I feel as if I’m walking the same path every week (how people develop over the lifespan), but with an improved set of glasses each time. It’s kind of like when the ophthalmologist sits you in front of that weird multi-lens contraption and says, “This one, or this one?” Each time I try on a new lens, my vision gets a little clearer, a little more discerning, and a little more inclusive.

The highlight of the semester was Kegan’s orders of consciousness. His framework embedded itself in my brain. It is changing how I teach, parent, and learn. His research helps me understand how aspects of my childhood have held back my emotional development back in some ways, and helped me develop in others. I had a hard time expressing his theory in my own words; it’s much easier to look at as a Buddhist principle: non-attachment. At each order, we let go of an attachment: control, emotions, relationships, and identity. No wonder meditating is so hard!

I still have questions, some of which I brought up during our conversations. I still think there’s a particularly large schism between the study of human development and the practice of psychology. Medical researchers study disease to help doctors treat patients. The gap between our studies and the work of therapists seems much wider, to the point that I can’t always find a relationship at all. If I was in a psychology program would I study a different selection of theorists, or would the foundation be the same? Or, is there a fundamental difference between the fields of Human Development and Psychology that I’m missing?
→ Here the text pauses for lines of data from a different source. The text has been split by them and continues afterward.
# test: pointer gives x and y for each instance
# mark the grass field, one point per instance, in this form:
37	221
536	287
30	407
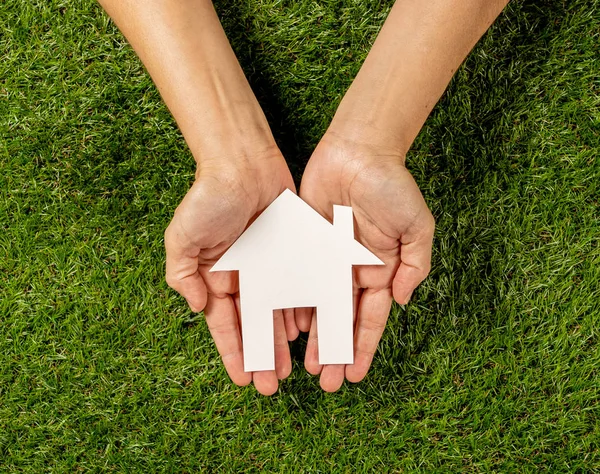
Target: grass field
494	365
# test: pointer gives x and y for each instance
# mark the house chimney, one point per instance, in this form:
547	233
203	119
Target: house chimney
343	221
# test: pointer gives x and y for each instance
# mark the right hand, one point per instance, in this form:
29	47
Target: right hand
225	197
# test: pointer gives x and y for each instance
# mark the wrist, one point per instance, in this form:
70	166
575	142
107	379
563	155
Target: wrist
366	138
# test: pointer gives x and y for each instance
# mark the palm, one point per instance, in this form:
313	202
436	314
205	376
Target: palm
392	220
213	214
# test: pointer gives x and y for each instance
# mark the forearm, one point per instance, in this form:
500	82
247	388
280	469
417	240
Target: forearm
185	50
418	50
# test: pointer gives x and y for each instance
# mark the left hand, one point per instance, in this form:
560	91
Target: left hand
392	221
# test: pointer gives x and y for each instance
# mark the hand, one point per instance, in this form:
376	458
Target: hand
223	200
392	220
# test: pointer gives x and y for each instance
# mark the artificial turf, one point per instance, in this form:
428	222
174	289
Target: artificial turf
494	365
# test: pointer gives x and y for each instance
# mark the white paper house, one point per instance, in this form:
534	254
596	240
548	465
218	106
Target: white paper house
292	257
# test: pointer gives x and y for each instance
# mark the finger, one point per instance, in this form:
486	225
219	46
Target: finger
332	377
311	356
222	321
182	270
303	318
373	311
266	382
291	329
283	360
415	261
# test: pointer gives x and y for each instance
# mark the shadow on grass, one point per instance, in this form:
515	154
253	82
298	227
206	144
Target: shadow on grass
461	147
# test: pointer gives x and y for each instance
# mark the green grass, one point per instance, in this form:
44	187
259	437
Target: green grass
494	366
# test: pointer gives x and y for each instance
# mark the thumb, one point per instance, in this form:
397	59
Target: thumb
415	261
182	272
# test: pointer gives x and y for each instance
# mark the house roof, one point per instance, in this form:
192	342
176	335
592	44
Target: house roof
290	226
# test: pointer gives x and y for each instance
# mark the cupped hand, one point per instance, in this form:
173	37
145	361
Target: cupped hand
225	197
392	220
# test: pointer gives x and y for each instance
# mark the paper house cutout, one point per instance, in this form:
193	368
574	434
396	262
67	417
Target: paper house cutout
292	257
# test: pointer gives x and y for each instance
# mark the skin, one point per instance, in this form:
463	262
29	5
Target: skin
359	162
240	169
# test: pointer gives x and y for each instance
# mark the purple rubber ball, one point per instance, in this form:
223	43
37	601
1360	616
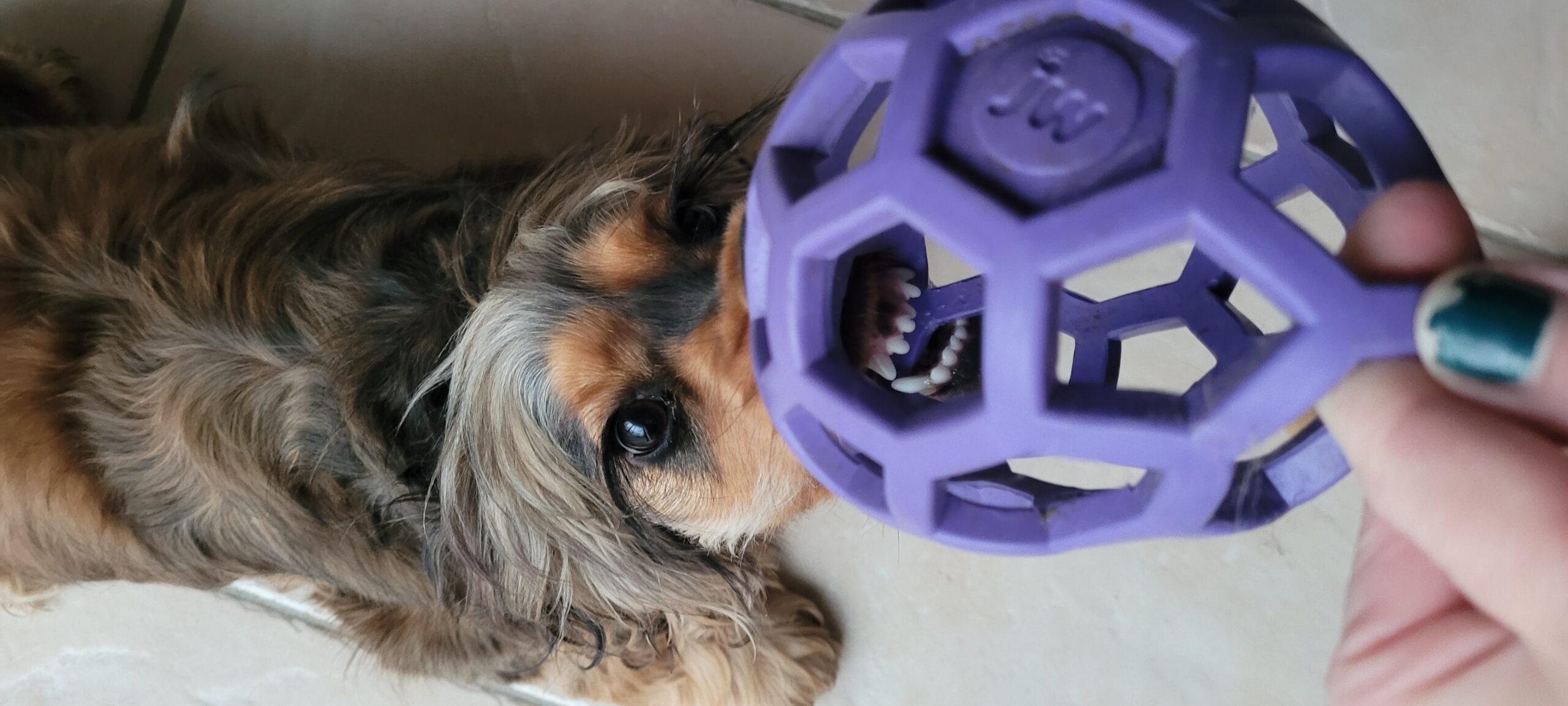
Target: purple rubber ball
1039	140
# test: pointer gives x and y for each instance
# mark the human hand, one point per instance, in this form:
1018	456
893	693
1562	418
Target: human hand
1460	585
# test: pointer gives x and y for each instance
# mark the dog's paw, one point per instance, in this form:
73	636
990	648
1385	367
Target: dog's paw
804	655
20	600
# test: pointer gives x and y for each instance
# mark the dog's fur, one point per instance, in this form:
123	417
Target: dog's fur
222	356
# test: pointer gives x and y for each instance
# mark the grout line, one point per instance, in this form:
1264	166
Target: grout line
154	68
312	615
805	12
1485	228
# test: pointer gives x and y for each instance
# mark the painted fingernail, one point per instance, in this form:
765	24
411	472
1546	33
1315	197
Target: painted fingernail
1485	325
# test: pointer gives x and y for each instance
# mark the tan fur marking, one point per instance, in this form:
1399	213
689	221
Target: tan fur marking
593	360
761	486
55	525
626	255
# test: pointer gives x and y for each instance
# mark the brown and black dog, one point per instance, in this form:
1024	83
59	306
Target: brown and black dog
502	419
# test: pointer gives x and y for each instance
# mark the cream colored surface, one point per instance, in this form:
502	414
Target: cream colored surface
1231	622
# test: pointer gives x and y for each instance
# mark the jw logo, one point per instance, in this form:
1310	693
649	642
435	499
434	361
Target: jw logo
1048	101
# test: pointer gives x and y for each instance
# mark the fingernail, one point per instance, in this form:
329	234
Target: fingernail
1485	325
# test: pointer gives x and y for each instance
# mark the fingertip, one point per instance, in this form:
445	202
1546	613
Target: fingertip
1412	231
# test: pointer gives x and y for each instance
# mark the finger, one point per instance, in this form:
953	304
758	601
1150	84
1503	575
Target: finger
1496	335
1409	631
1480	495
1413	231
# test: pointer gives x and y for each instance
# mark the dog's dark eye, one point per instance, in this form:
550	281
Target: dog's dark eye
698	223
642	427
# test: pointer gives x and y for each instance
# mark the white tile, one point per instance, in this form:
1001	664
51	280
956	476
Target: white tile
112	40
1488	84
148	645
1228	622
436	82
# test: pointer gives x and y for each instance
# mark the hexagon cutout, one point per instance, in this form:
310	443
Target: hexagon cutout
1054	113
1164	338
1081	475
1133	274
905	360
1316	219
807	162
902	5
1261	140
1169	361
1048	486
1252	306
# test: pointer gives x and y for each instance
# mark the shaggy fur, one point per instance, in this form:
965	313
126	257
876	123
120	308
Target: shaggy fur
222	356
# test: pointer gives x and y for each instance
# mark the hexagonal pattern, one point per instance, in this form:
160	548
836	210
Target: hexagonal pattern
941	468
1056	112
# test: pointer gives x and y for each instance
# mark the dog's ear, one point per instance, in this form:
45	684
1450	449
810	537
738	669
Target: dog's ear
527	528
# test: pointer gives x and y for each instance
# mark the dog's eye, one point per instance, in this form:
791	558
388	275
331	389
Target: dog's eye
700	223
642	427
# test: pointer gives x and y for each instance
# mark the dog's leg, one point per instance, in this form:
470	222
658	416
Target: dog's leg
789	661
40	88
18	598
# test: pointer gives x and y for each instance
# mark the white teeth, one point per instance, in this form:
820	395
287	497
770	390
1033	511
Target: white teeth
943	372
883	366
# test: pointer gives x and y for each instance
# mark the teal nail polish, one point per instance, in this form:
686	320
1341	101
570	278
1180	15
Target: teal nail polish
1491	328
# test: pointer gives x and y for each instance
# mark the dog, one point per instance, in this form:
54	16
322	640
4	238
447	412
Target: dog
500	419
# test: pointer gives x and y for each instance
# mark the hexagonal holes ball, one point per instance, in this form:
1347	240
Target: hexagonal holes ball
1035	275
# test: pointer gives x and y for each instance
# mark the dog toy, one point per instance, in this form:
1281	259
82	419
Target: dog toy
1039	140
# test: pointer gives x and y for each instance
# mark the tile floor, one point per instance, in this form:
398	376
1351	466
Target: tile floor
1244	622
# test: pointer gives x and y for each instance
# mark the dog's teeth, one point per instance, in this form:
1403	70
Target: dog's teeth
882	364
Another realization (leading to more questions): The very framework through which we are supposed to present our work–argumentation–is not conducive to fourth order (let alone fifth order) thinking. Overton demonstrates this by espousing relational metatheory, which takes a didactic, emergent approach to studying different types of data, and then proceeds to deconstruct split-metatheory by tracing its roots back to Plato and working his way forward! What? Didn’t he just say we need to stop attacking each other’s theories and start seeing them as all part of a larger whole? Ack!

I’m concerned about how I’m going to work through the implications of this in my research. How much flexibility do I have at Fielding? Do I really have to spend an enormous amount of time and energy thinking and writing about all the people who might possibly disagree with me, and why they are wrong? Do all journals expect this? If I’m espousing a move to fourth or fifth order consciousness, spending a big chunk of my paper deconstructing my “competitors” seems unethical on the grounds that it contradicts my stated values. I will be looking for guidance on this from my co-learners and professors, as I get closer to the end of my foundational KAs.

Okay, back to the class. I’ve loved interacting with my classmates, and I’ve loved getting your feedback, reading your papers, and exchanging ideas. I wrote this in one of my classmate’s threads, but I’m stealing her elephant parable: we all perceive different parts of theory (the elephant) most clearly, but by sharing our interpretations and clarifying them for each other, we start to get an idea of the whole. We each bring a little candle into the darkness, and together they create illumination. Dr. Stevens-Long’s feedback has been invaluable, and I am so glad that both our papers and her feedback were available for all of us. I learned a great deal from both.

To return to my first metaphor: Goldhaber is the outfit that I pull out for more conservative events. Lerner goes back on the rack. Kegan is my new favorite pair of jeans. Overton is a starched suit that looks nice, but isn’t very comfortable. And Stephens-Long is a stylish jacket that looks good with everything.

Thanks for indulging my questions, prodding, and flights of fancy! This was a life-changing class.